How do I override settings in tests?

Use dynaconf’s settings.configure() method or the context manager with settings.using_env("testing"): to temporarily switch environments. For pytest, create a conftest.py fixture that calls settings.configure(DATABASE_URL="sqlite:///:memory:") before each test and resets it after. Dynaconf’s test environment section in settings.toml is the cleanest approach for consistent test isolation.

Conclusion

Dynaconf replaces scattered os.environ.get() calls with a structured, validated, environment-aware settings object. The layered configuration system handles the dev/staging/production split cleanly: defaults in a committed file, environment overrides via variables, secrets in a git-ignored file or injected at deploy time. Validators catch missing and malformed config at startup so errors surface immediately rather than at runtime.
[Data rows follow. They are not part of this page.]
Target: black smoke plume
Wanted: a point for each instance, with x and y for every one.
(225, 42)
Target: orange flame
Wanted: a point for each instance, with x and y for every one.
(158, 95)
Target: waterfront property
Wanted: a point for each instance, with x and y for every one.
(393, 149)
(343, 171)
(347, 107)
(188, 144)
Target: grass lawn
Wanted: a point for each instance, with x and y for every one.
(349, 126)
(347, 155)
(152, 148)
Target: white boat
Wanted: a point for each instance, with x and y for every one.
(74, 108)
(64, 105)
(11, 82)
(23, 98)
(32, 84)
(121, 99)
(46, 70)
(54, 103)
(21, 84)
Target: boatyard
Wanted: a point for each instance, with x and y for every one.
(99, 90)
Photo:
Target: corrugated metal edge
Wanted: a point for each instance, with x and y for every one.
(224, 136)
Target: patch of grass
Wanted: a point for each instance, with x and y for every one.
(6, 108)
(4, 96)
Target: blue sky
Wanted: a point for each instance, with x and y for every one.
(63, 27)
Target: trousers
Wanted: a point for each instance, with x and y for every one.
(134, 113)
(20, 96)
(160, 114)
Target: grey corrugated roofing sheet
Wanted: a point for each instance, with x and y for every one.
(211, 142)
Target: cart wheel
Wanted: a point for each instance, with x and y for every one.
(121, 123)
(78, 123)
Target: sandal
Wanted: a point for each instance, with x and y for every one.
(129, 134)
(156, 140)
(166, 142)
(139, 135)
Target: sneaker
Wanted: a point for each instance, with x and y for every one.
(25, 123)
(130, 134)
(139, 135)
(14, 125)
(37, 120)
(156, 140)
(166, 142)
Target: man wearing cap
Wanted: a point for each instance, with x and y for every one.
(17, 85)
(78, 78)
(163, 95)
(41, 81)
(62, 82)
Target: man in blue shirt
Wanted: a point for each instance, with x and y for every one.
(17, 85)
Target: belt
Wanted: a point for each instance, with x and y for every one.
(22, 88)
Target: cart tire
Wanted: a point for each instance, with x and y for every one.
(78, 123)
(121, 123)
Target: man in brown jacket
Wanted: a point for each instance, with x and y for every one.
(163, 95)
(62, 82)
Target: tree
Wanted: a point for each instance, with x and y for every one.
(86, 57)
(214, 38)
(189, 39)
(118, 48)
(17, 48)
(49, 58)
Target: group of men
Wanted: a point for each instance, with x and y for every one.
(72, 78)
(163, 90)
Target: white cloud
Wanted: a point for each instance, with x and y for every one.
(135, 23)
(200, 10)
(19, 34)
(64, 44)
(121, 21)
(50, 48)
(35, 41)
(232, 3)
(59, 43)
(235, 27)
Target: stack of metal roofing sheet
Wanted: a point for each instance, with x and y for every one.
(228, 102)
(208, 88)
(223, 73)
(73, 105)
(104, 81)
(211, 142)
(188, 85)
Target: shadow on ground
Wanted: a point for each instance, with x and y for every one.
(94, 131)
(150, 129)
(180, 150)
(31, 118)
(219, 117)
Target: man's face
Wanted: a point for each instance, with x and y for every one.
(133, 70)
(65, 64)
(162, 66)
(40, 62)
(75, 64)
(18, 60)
Try extending the Flask example by adding a [staging] environment section and a validator for ALLOWED_HOSTS that checks the list is non-empty. Then set ENV_FOR_DYNACONF=staging and watch dynaconf pick up the right values automatically. Once you have used it on a real project, going back to manual environment variable parsing will feel like writing assembly.

Full documentation, including Django integration and secrets management guides, is at the official dynaconf website.